We examined patients after successful excimer laser-assisted angioplasty, an ablative procedure that creates a lumen relatively free of complex dissection edges, thus avoiding complex flow patterns and cross-sectional areas that are difficult to assess accurately. Further studies are required to ascertain whether the findings of the present study apply to other types of coronary intervention, including stents.

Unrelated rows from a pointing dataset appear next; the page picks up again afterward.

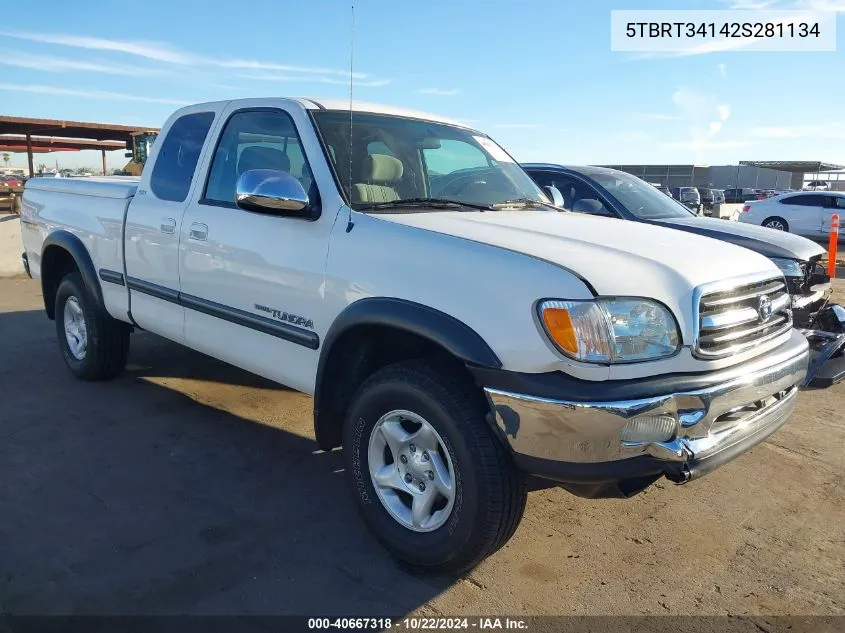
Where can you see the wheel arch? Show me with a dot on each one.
(377, 331)
(61, 253)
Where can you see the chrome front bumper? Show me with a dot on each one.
(711, 425)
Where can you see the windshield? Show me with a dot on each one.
(639, 197)
(396, 159)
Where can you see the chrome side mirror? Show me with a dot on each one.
(590, 206)
(555, 195)
(272, 191)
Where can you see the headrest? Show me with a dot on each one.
(257, 157)
(381, 168)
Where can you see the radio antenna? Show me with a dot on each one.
(351, 69)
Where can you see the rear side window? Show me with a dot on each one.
(177, 159)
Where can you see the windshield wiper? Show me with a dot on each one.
(434, 203)
(523, 202)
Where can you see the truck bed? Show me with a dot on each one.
(120, 187)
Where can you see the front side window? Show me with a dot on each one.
(396, 158)
(256, 139)
(638, 197)
(177, 159)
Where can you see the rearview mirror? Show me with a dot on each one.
(590, 206)
(272, 191)
(555, 195)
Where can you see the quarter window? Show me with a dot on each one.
(256, 139)
(177, 159)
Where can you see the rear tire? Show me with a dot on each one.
(776, 223)
(93, 344)
(487, 491)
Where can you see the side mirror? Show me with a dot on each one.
(555, 195)
(273, 192)
(590, 206)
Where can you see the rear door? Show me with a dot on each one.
(153, 220)
(834, 204)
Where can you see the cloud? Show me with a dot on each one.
(48, 63)
(657, 116)
(701, 145)
(705, 118)
(149, 50)
(442, 92)
(749, 4)
(633, 136)
(807, 5)
(320, 79)
(87, 94)
(165, 53)
(516, 126)
(833, 130)
(773, 132)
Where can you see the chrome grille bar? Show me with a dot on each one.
(731, 320)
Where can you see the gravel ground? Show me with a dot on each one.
(188, 486)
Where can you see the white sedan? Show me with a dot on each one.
(806, 213)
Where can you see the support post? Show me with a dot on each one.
(29, 155)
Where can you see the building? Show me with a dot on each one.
(751, 174)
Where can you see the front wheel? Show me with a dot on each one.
(434, 484)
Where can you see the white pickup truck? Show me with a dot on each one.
(457, 332)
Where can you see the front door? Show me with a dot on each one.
(251, 282)
(151, 240)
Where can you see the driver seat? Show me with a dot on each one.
(378, 174)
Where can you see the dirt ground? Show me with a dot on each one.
(189, 487)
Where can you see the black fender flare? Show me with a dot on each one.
(453, 335)
(74, 246)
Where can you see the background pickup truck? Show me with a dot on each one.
(611, 193)
(457, 332)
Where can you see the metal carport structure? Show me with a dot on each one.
(66, 136)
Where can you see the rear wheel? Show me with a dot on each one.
(778, 224)
(434, 484)
(93, 344)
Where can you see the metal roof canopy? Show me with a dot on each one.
(793, 166)
(42, 144)
(70, 130)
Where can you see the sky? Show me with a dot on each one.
(536, 75)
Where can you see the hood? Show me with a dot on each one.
(759, 239)
(616, 257)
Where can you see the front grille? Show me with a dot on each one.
(731, 321)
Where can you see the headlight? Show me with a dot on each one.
(604, 331)
(788, 267)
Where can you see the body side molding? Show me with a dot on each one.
(285, 331)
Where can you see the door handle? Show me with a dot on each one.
(199, 231)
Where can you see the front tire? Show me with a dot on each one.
(432, 481)
(778, 224)
(93, 344)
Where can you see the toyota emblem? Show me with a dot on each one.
(764, 308)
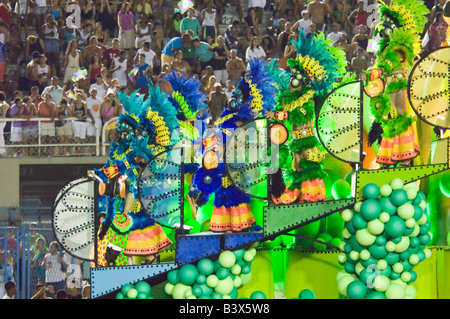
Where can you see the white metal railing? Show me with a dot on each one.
(36, 148)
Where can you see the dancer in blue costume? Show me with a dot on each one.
(231, 210)
(147, 128)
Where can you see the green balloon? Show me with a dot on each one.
(376, 295)
(258, 295)
(370, 209)
(132, 293)
(371, 191)
(395, 227)
(356, 290)
(341, 189)
(143, 287)
(306, 294)
(205, 266)
(222, 273)
(120, 296)
(399, 197)
(187, 274)
(227, 259)
(387, 205)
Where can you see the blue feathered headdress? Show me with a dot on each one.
(323, 63)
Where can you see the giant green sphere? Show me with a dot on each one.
(399, 197)
(395, 227)
(356, 290)
(306, 294)
(187, 274)
(370, 209)
(371, 191)
(172, 277)
(387, 205)
(205, 266)
(406, 211)
(227, 259)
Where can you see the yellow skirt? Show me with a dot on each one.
(399, 148)
(147, 241)
(235, 218)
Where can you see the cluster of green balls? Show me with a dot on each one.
(209, 279)
(141, 290)
(385, 236)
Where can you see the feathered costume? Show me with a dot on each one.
(147, 129)
(402, 23)
(313, 74)
(231, 209)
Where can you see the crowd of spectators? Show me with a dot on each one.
(53, 273)
(66, 60)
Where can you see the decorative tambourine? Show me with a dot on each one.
(376, 84)
(210, 160)
(278, 133)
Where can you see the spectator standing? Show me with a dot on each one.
(336, 34)
(85, 34)
(64, 130)
(51, 42)
(217, 101)
(303, 23)
(149, 54)
(143, 32)
(168, 52)
(29, 134)
(210, 20)
(254, 51)
(125, 20)
(93, 106)
(100, 86)
(221, 54)
(112, 52)
(181, 66)
(232, 35)
(258, 6)
(47, 109)
(235, 67)
(318, 11)
(4, 107)
(109, 111)
(55, 90)
(95, 67)
(16, 111)
(54, 262)
(44, 72)
(72, 61)
(190, 23)
(119, 69)
(204, 53)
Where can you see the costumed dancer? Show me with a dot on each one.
(402, 22)
(231, 209)
(190, 102)
(313, 74)
(147, 129)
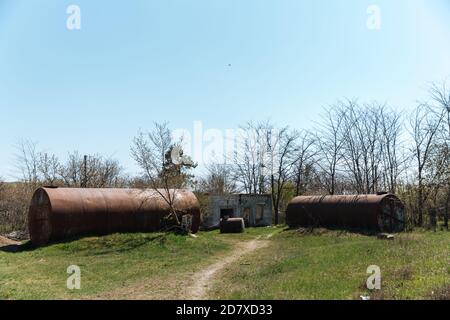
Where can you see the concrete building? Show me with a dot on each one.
(256, 209)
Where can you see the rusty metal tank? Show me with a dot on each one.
(381, 213)
(59, 213)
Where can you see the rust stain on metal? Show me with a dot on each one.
(58, 213)
(384, 213)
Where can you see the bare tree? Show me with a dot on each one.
(330, 143)
(27, 161)
(251, 158)
(90, 171)
(304, 161)
(219, 180)
(163, 164)
(281, 146)
(424, 128)
(49, 168)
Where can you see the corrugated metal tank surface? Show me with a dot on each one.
(58, 213)
(383, 213)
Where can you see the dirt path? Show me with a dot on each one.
(193, 286)
(203, 279)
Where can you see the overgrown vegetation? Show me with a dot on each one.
(356, 148)
(326, 264)
(318, 264)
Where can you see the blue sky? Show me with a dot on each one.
(220, 62)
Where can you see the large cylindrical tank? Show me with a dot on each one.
(382, 213)
(58, 213)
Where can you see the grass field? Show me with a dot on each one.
(292, 265)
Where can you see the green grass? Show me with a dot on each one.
(332, 265)
(321, 265)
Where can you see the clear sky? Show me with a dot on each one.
(223, 62)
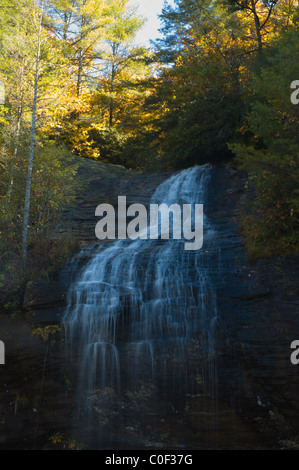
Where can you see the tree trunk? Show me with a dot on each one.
(257, 28)
(32, 143)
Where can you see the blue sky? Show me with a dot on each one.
(150, 9)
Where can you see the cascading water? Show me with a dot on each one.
(143, 313)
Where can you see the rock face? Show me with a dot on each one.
(258, 305)
(44, 301)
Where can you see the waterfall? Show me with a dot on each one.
(144, 313)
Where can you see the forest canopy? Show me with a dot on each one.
(215, 88)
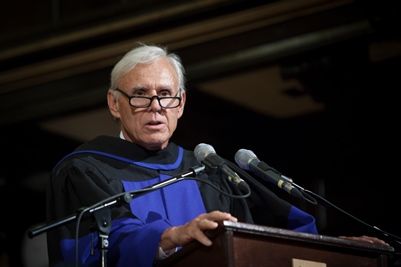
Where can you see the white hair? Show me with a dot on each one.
(146, 54)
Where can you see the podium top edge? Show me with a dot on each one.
(274, 232)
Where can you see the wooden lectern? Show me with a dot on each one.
(249, 245)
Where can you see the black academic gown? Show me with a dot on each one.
(107, 166)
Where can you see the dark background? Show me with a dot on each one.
(343, 55)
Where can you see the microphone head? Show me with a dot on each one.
(202, 150)
(243, 157)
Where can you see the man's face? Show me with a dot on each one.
(150, 127)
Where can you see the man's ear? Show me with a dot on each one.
(112, 102)
(181, 107)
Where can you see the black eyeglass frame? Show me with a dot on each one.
(150, 98)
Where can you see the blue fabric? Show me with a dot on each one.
(301, 221)
(134, 242)
(178, 203)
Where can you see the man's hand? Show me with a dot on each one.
(193, 230)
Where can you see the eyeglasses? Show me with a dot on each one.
(146, 101)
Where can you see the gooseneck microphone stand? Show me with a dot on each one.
(102, 212)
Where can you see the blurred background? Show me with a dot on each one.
(309, 85)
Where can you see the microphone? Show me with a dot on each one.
(206, 155)
(247, 160)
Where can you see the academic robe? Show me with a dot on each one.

In conclusion, high Reynolds numbers at the inlet or within the throat of a residual stenosis predict adverse long-term clinical outcome of patients after successful coronary angioplasty. High Reynolds numbers are associated with disturbances of blood flow patterns known to stimulate molecular pathways to promote atherogenesis and restenosis. Our data validate the concept that flow dynamics contribute to restenosis and disease progression and suggest that the restoration of laminar blood flow should become an important goal in the development of new interventional techniques to improve the outcomes after percutaneous coronary interventions.
This study was supported by National Institutes of Health grant IP50-HL-56985-01 SCOR.
Received April 16, 2002; revision accepted May 10, 2002.